Before defendants’ motion to set aside the default judgment was called for hearing, the notes, mortgages and coupons were filed in the office of the clerk of the court for cancellation. That fact was called to the court’s attention when the motion was presented. At the same time the court ordered immediate correction of the decree so that the redemption period should be computed “from the date of sheriff’s sale.” Then the motion to set aside the default judgment was denied, which ruling is the basis of this appeal.

It will be noted that ere the trial court ruled on defendants’ motion, the formality of surrendering for cancellation the instruments on which judgment was entered had been observed, and the error as to the time when the eighteen-months redemption period should begin had been corrected. Consequently those two points urged as grounds for setting aside the default judgment had evaporated.

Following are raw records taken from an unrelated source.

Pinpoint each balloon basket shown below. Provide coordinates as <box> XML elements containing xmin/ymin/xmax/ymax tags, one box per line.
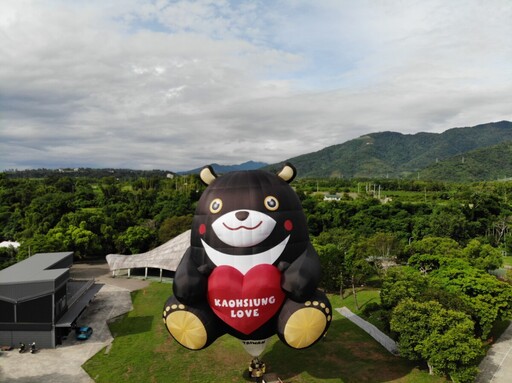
<box><xmin>249</xmin><ymin>357</ymin><xmax>267</xmax><ymax>382</ymax></box>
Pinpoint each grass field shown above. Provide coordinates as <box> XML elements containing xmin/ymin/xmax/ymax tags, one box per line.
<box><xmin>83</xmin><ymin>283</ymin><xmax>445</xmax><ymax>383</ymax></box>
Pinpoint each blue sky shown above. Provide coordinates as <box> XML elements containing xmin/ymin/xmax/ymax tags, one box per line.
<box><xmin>0</xmin><ymin>0</ymin><xmax>512</xmax><ymax>171</ymax></box>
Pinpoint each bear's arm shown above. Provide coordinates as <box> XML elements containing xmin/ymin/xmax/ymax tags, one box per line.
<box><xmin>281</xmin><ymin>243</ymin><xmax>321</xmax><ymax>302</ymax></box>
<box><xmin>172</xmin><ymin>247</ymin><xmax>208</xmax><ymax>304</ymax></box>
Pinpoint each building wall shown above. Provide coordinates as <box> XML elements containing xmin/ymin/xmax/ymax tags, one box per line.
<box><xmin>0</xmin><ymin>330</ymin><xmax>55</xmax><ymax>348</ymax></box>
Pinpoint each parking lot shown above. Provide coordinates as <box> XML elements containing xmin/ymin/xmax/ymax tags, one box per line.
<box><xmin>0</xmin><ymin>264</ymin><xmax>147</xmax><ymax>383</ymax></box>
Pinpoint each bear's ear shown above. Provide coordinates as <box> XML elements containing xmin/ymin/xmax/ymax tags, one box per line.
<box><xmin>199</xmin><ymin>165</ymin><xmax>217</xmax><ymax>185</ymax></box>
<box><xmin>277</xmin><ymin>162</ymin><xmax>297</xmax><ymax>183</ymax></box>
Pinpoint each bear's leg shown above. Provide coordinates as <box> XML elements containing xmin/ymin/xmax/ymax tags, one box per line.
<box><xmin>277</xmin><ymin>290</ymin><xmax>332</xmax><ymax>349</ymax></box>
<box><xmin>163</xmin><ymin>296</ymin><xmax>224</xmax><ymax>350</ymax></box>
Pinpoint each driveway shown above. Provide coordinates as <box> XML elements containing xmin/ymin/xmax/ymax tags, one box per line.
<box><xmin>0</xmin><ymin>264</ymin><xmax>148</xmax><ymax>383</ymax></box>
<box><xmin>476</xmin><ymin>324</ymin><xmax>512</xmax><ymax>383</ymax></box>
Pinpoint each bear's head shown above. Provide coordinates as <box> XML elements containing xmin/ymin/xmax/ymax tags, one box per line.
<box><xmin>191</xmin><ymin>164</ymin><xmax>309</xmax><ymax>274</ymax></box>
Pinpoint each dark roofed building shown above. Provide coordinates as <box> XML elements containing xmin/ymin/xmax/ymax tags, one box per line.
<box><xmin>0</xmin><ymin>252</ymin><xmax>99</xmax><ymax>348</ymax></box>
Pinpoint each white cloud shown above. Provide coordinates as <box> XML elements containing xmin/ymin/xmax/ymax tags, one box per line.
<box><xmin>0</xmin><ymin>0</ymin><xmax>512</xmax><ymax>170</ymax></box>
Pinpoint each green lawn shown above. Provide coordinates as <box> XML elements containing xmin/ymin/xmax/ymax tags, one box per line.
<box><xmin>83</xmin><ymin>283</ymin><xmax>445</xmax><ymax>383</ymax></box>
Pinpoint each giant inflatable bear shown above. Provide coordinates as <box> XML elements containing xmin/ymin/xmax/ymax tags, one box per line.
<box><xmin>163</xmin><ymin>164</ymin><xmax>332</xmax><ymax>350</ymax></box>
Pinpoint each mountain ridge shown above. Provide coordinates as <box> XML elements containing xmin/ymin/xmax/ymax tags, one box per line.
<box><xmin>265</xmin><ymin>121</ymin><xmax>512</xmax><ymax>178</ymax></box>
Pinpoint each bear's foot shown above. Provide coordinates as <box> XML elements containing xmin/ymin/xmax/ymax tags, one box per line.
<box><xmin>163</xmin><ymin>297</ymin><xmax>217</xmax><ymax>350</ymax></box>
<box><xmin>278</xmin><ymin>291</ymin><xmax>332</xmax><ymax>349</ymax></box>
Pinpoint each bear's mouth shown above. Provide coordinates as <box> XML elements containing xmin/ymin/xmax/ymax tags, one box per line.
<box><xmin>212</xmin><ymin>209</ymin><xmax>276</xmax><ymax>248</ymax></box>
<box><xmin>201</xmin><ymin>236</ymin><xmax>290</xmax><ymax>275</ymax></box>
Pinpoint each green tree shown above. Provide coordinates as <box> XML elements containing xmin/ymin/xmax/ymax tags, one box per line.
<box><xmin>380</xmin><ymin>266</ymin><xmax>428</xmax><ymax>309</ymax></box>
<box><xmin>158</xmin><ymin>215</ymin><xmax>193</xmax><ymax>243</ymax></box>
<box><xmin>462</xmin><ymin>239</ymin><xmax>503</xmax><ymax>270</ymax></box>
<box><xmin>430</xmin><ymin>268</ymin><xmax>512</xmax><ymax>339</ymax></box>
<box><xmin>118</xmin><ymin>226</ymin><xmax>156</xmax><ymax>254</ymax></box>
<box><xmin>390</xmin><ymin>299</ymin><xmax>483</xmax><ymax>383</ymax></box>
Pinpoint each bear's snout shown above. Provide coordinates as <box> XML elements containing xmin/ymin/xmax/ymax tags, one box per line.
<box><xmin>235</xmin><ymin>210</ymin><xmax>249</xmax><ymax>221</ymax></box>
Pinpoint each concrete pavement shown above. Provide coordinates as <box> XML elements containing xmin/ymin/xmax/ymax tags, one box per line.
<box><xmin>476</xmin><ymin>324</ymin><xmax>512</xmax><ymax>383</ymax></box>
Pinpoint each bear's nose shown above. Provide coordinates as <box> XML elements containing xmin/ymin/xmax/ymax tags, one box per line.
<box><xmin>235</xmin><ymin>210</ymin><xmax>249</xmax><ymax>221</ymax></box>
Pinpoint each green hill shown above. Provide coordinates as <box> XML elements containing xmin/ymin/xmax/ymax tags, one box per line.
<box><xmin>269</xmin><ymin>121</ymin><xmax>512</xmax><ymax>178</ymax></box>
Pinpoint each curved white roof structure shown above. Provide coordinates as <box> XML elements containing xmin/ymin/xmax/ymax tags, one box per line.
<box><xmin>107</xmin><ymin>230</ymin><xmax>190</xmax><ymax>272</ymax></box>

Looking further into the contents of defendants’ motion, it is difficult to discern a solitary allegation which even looks like a defense to plaintiff’s action. And if no substantial defense was pleaded, certainly it was not only proper to overrule the motion but to sustain it would have unjustly hindered the plaintiff in the recovery of its due.

Defendants’ brief cites cases to the effect that the court has power within the term to amend its judgment. Quite true. Here it did amend it in respect to the only matter which required amendment. It is also urged that courts have very wide discretionary power to open up judgments “for the purpose of administering justice.” Undoubtedly so, but these general observations as to judicial power are no help to us in our scrutiny of the contents of defendants’ motion. What we are looking for is something that savors of a real defense of law or of fact to plaintiff’s action. It contributes 'nothing towards that discovery to say that defendants were ignorant people unlearned in the law and the procedure of courts. If that were a defense, nine-tenths of all the defendants who have been sued since the age of King Solomon could have invoked it. No matter how ignorant these defendants may be, they ought to be able to inform their attorney, so he could have set it down in this motion, just why they should not have to pay plaintiff’s demands. But all their counsel can urge in their behalf, in addition to the points noted and disposed of above', is that the original first mortgage was made to the Warren Mortgage Company and that concern assigned it to one McRoberts and that such assignment was recorded, and no further assignment of the mortgage or the note and coupons pertaining thereto has been recorded. From this fact defendants argue that they cannot be assured that the plaintiff bank now owns the matured coupons which it claims to own, and on which it formulated one of its causes of action. But plaintiff had possession of these instruments and had a right to sue on them. Moreover, the instruments are now canceled by this judgment, so defendants need have no further concern about them. No defense to plaintiff’s action appears from the facts that the assignment of the coupons and the second mortgage to plaintiff had not been recorded. Neither did plaintiff’s omission to serve summons on the Warren Mortgage Company or McRoberts suggest any defense. If issues had been joined between plaintiff and defendants and it had thereby been developed that those issues could not have been adjudicated without bringing in the mortgage company and McRoberts, of course that could have been done; but here nothing appears to justify their being served with process and brought into the action.

In a reply brief defendants call attention to the fact that our rule No. 28 was violated because the sheriff’s sale was confirmed on the same day the motion for confirmation was filed. But this breach of our rule did not suggest any defense to plaintiff’s action, •nor give any reason why the judgment should be opened. It would have given defendants a technical ground to object to the confirmation, but they did not raise any such objection in the court below, and of course they cannot now urge it here.

Nothing approaching an error of law nor suggesting a possibility of injustice in this case is made to appear, and the judgment is therefore affirmed.